About song
During the 1625 Battle of Marabda against the Iranian army, nine Georgian brothers died alongside their sister and mother defending the homeland.
This song is based on a poem by Lado Asatiani called Tskhra Dzma Kherkheulidze, or Nine Brothers Kherkheulidze.
To hear another version of this song, visit the page of Gogia Todadze & Valo Shinjikashvili.
Below is a translation of Lado Asatiani's poem "The Nine Kherkheulidze Brothers" which explains more of the story behind the song that Sopia sings. This translation is from page 178 of Venera Urushadze's Anthony of Georgian Anthology published in 1958:
The Nine Kherkheulidze Brothers
Nine brothers lived and toiled together.
They ploughed and sowed on field and plain.
Where'er they worked the fields were blessed
With fragrant hay and golden grain.
And now upon that very field
The brothers come to fight the foe.
Dawn, creeping from the eastern sky,
Lights up Marabda field, and lo!
Shields, banners, swords, the cross gleam in
The sun's first rays.

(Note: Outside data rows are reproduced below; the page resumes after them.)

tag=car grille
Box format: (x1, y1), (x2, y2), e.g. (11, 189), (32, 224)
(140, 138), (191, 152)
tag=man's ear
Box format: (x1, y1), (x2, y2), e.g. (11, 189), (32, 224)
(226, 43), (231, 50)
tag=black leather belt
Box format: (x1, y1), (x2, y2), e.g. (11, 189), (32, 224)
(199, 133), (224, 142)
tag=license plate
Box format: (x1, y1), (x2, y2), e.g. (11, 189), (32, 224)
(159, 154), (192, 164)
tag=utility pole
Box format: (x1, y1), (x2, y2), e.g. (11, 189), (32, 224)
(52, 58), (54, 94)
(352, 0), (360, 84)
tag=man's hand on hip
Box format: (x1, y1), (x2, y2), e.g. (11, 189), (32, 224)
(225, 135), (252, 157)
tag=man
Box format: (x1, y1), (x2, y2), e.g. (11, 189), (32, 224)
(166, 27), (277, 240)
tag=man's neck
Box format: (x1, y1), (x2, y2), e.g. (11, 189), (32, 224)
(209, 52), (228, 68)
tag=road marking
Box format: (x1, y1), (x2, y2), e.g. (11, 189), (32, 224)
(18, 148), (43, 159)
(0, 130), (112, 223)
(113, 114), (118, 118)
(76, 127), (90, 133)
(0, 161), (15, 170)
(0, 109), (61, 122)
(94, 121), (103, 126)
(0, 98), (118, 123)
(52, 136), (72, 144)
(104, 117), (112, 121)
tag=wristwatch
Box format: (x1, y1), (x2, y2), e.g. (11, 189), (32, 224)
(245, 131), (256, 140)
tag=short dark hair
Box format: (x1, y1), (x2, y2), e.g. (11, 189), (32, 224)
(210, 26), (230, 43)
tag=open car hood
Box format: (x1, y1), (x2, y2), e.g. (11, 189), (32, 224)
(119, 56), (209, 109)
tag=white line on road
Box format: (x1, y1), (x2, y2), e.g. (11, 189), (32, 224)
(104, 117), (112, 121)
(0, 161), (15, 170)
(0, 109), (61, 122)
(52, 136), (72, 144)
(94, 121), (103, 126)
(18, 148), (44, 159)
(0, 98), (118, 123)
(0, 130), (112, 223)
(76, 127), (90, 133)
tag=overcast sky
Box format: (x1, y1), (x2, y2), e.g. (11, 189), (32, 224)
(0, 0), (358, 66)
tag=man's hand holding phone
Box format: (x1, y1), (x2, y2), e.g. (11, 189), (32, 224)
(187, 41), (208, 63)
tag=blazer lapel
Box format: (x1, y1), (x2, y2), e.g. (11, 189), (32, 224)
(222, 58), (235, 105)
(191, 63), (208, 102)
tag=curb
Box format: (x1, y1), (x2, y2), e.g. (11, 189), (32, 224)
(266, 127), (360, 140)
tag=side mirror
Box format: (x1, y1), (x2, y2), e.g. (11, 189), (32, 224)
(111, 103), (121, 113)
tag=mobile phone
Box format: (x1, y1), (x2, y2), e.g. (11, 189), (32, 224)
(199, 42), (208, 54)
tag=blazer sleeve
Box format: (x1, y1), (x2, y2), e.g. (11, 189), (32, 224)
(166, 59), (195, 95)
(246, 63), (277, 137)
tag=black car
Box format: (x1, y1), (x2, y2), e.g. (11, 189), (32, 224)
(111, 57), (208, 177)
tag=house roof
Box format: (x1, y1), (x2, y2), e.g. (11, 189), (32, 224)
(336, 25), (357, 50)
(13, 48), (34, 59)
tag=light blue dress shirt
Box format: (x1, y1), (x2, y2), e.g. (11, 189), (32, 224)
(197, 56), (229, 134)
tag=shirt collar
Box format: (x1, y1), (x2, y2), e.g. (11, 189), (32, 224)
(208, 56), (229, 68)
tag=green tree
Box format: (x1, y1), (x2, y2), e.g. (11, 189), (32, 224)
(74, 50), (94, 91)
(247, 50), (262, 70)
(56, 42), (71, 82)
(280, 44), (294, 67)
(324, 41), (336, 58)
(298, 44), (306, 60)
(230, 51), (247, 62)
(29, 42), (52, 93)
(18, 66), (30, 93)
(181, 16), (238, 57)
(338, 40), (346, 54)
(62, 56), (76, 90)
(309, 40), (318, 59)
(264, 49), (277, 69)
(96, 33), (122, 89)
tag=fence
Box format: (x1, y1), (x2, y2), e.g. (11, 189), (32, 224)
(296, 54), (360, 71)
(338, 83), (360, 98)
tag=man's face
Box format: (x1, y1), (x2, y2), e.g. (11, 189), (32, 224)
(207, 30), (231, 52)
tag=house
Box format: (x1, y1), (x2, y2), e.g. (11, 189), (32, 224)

The trumpets blow!
The Georgians forward rush with cries:
"For Kartli, strike! Down with the foe!"
A living mass of fire and steel
Rolls on the field. Foremost of all
The brothers fight, devoid of fear,
And stand together like a wall.
They watch the youngest of the nine
To see that he fall not behind.
Though very young, his every blow
Cleaves through a helmet swift as wind,
The sword grows redder, death-shots pour,
The earth with mortal clay is spread.
The field once golden now runs red
With the blood of a myriad dead.
The enemy breaks through... Soon four
Of the brothers sink on the ground.
A horseman bearing Georgia's flag
Rides quick away for the hills bound.
The roaring mass of fire and steel
Is hushed and scattered on the field.
The sun's last rays now gleam on cold
Dead eyes and broken limb and shield.
The scythe of death a harvest reaps
Of men who died for their country;
Their names, not born to die, will live,
Their souls will light the heavens high.